L’homme d’affaires suisse Eric Freymond réclame plus de Rs 3 Mds à un businessman mauricien, quatre autres Mauriciens et un avoué, à qui il reproche de l’avoir arnaqué de plusieurs milliards de roupies suite à un projet d’investissement.

Dans la plainte rédigée par l’avoué Preetam Chuttoo, Jensee Sabapathee, agissant pour le compte du Suisse en tant que proxy, réclame cet argent en son nom et revient sur toute cette affaire. Il soutient que le Suisse avait prêté de l’argent à un couple mauricien et que ce dernier devait investir l’argent et le rembourser par a suite. Les défendeurs devront se présenter en Cour suprême le 23 janvier.

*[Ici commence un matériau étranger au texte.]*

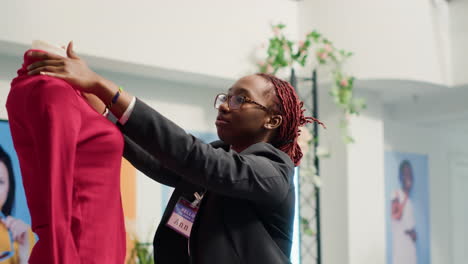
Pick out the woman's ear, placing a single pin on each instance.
(273, 122)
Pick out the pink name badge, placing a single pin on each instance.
(182, 217)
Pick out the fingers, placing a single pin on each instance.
(43, 56)
(45, 63)
(44, 69)
(70, 52)
(56, 75)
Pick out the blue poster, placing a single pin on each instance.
(15, 224)
(407, 208)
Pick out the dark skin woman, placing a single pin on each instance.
(242, 186)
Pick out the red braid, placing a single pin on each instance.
(293, 117)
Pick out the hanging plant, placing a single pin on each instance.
(283, 53)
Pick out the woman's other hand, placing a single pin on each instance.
(72, 69)
(20, 233)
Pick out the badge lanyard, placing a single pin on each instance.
(4, 255)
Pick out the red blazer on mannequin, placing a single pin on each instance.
(70, 159)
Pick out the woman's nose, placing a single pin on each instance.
(224, 107)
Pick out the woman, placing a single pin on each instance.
(403, 223)
(234, 199)
(16, 237)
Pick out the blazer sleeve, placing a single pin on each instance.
(261, 174)
(148, 165)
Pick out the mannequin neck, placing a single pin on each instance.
(49, 48)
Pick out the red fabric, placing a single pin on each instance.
(70, 159)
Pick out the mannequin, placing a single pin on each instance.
(70, 157)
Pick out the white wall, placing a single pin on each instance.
(352, 217)
(459, 41)
(212, 37)
(365, 162)
(390, 39)
(438, 143)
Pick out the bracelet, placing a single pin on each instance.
(114, 99)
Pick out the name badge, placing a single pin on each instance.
(183, 216)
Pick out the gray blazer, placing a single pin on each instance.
(247, 213)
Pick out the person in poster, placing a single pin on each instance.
(16, 237)
(402, 218)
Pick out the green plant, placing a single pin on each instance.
(141, 253)
(283, 53)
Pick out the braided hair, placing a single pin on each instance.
(291, 109)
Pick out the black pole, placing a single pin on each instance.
(316, 163)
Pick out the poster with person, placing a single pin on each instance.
(407, 208)
(16, 237)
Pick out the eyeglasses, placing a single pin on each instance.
(6, 254)
(234, 101)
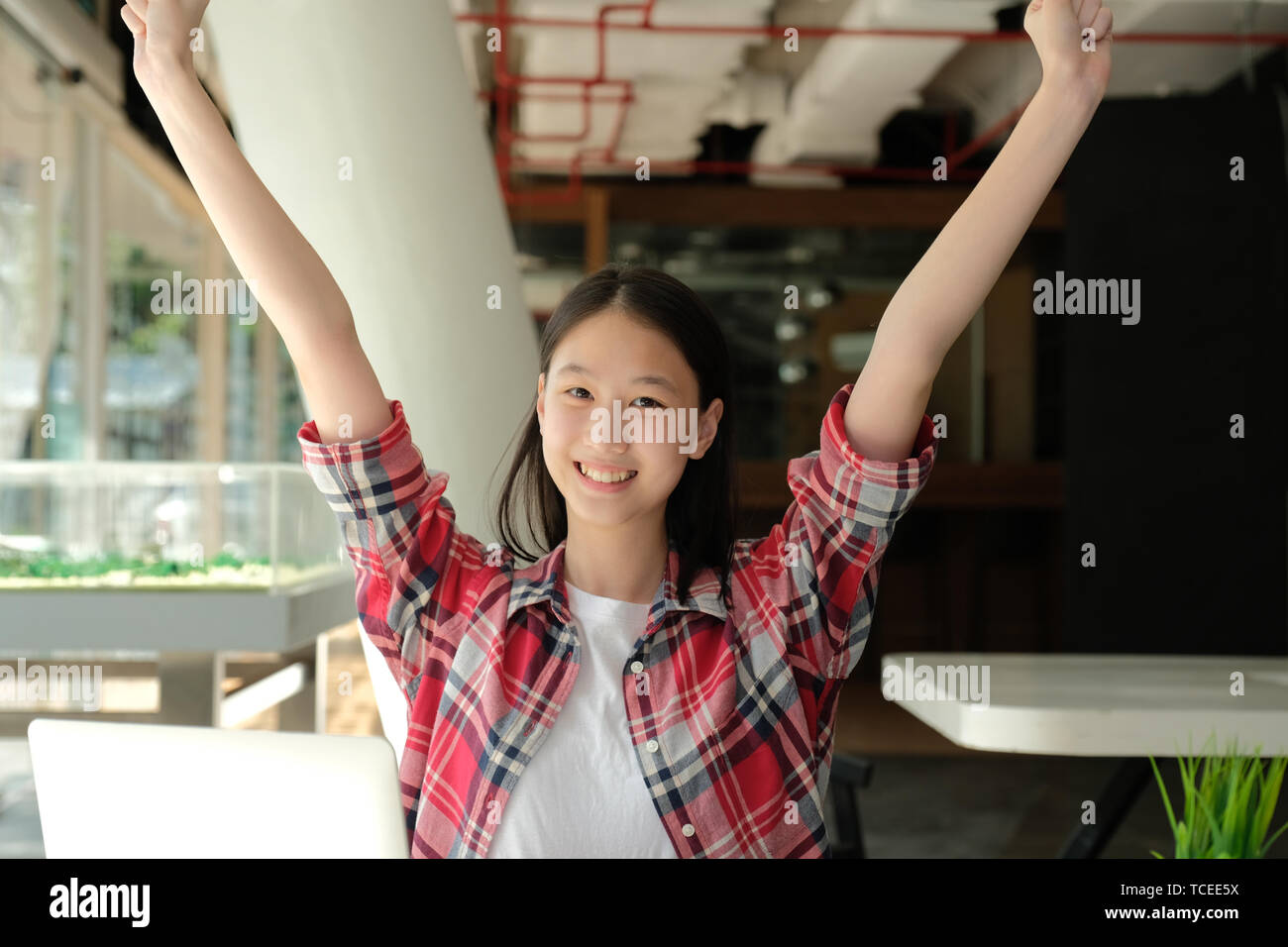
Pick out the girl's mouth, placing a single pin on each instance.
(606, 480)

Cette affaire remonte à 2017. Selon Jensee Sabapathee, Eric Freymond s’est dit victime d’une fraude à hauteur de Rs 3 milliards. Une plainte en ce sens a déjà été déposée devant le CCID et à l’ICAC. Eric Freymond soutient que Ramalingum Rungassamy et son épouse lui avaient emprunté de l’argent et signé un accord de protocole. Il était convenu que le couple investirait cet argent et rembourserait à M. Freymond « les fonds qui lui reviennent de plein droit ».

Dans un deuxième protocole d’accord signé, le couple avait concédé être endetté à hauteur d’une somme de 87 millions suisses, soit plus de Rs 3 Mds. Or, le couple mauricien accuse maintenant un officier de la banque, Ramen Sawminaden, d’avoir pris cet argent et de les avoir escroqués avec la complicité de cinq autres personnes, dont un avoué qui fait déjà l’objet d’une plainte formelle devant la Mauritius Law Society.

Eric Freymond, dans sa plainte, explique qu’il y a eu « swindling, embezzlement et making use of false documents ». Le couple mauricien dit avoir rencontré Ramen Sawminaden en 1989 alors que ce dernier travaillait à la State Bank de Curepipe.

Le banquier avait l’habitude de conseiller le couple sur leurs investissements et était rémunéré à cet effet. Quant à l’avoué, le Suisse lui reproche d’avoir agi contre les instructions de son client et à son détriment. Les défendeurs devront se présenter en Cour suprême le 23 janvier 2020.